[Thesis defense] 4 May 2023 - Amélie Noël: "Chemical ecology of the behavioural defence of the honey bee (Apis mellifera) against the parasite Varroa destructor", Laboratory UR406 Bees & Environment - INRAE PACA, Avignon

Research news 19 April 2023

Date and place

4 May 2023 at 14:00
Avignon University, Jean-Henri Fabre Campus, CERI, Amphi Blaise


Agricultural sciences


Laboratory UR406 Bees & Environment - INRAE PACA, Avignon


Dr. Yves Le Conte & Dr. Fanny Mondet

Composition of the jury

  • Pierre Giovenazzo, PR, University of Laval, Quebec - Rapporteur
  • Anne-Geneviève Bagnères-Urbany, DR-HDR, CNRS, CEFE, Montpellier - Rapporteur
  • Freddie-Jeanne Richard, MCF-HDR, CNRS, EBI, University of Poitiers, Poitiers - Examiner
  • Jean-Christophe Sandoz, DR-HDR, CNRS, EGCE, Gif-sur-Yvette - Examiner
  • Yves Le Conte, DR-HDR, INRAE, A&E, Avignon - Thesis Director
  • Dr. Fanny Mondet, IPEF, INRAE, A&E, Avignon - Thesis co-director

Summary of the thesis

Varroa destructor is a global threat to the honey bee (Apis mellifera) and beekeeping. The infestation of a colony with varroa mites can, within a few months and without treatment, compromise its survival. However, some colonies have developed resistance to the parasite and are able to regulate the growth of the varroa population within the colony. This resistance is based on various traits, including VSH behaviour (Varroa Sensitive Hygiene) and the reoperculation behaviour of brood cells. These two hygienic behaviours involve (i) the detection of parasitized brood cells, (ii) the opening and then (iii) the choice in the fate of these brood cells. Depending on this choice, the brood is sacrificed and the cell emptied of its contents (VSH) or it is re-operculated leaving the brood intact (re-operculation). The mechanisms underlying the choice between these behaviours are not well understood but require the emission of a semiochemical message, the detection and neural processing of this message by the workers and the appropriate behavioural response. In the scientific literature, ten compounds have been identified as triggering VSH behaviour, and no compound has been identified as triggering re-operculation behaviour. Only two of these compounds are characterised as Volatile Organic Compounds (VOCs).

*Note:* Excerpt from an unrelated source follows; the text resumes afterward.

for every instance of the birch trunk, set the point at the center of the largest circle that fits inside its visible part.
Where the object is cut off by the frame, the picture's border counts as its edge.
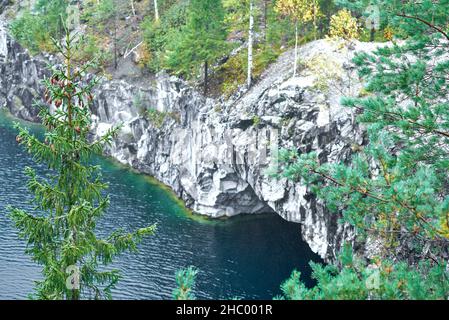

It is assumed that compounds of different volatility (VOCs and low volatile compounds) are involved in VSH and re-operculation behaviour. The VOCs are thought to propagate rapidly through the wax seal signalling parasitism and the less volatile compounds are thought to allow accurate identification of the parasitized cell. The objective of this thesis is to deepen the knowledge on the hygienic behaviour involved in the resistance of honey bee colonies to the parasite Varroa destructorThis is being done by studying the VOC emissions in the context of healthy brood development and varroa parasitism, and the behaviour of workers with respect to all compounds identified as characteristic of the brood parasitism. To this end, VOC emissions are studied in the context of healthy brood development and in the context of varroa parasitism, and the behaviour of workers towards all the compounds identified as being characteristic of parasitised brood is tested. This thesis demonstrated the emission of 32 VOCs during healthy brood development and nine VOCs characteristic of varroa parasitism, of which five could be identified. The behavioural results underline the importance of VOCs in the detection, opening and re-operculation of brood cells, while low volatile compounds seem to play a particularly central role in pupal sacrifice. This study opens new perspectives in the understanding of these two resistance behaviours of honey bees against their main parasite Varroa destructor.

Keywords : Varroa destructorChemical communication, volatile compounds, resistance, VSH, reoperculation.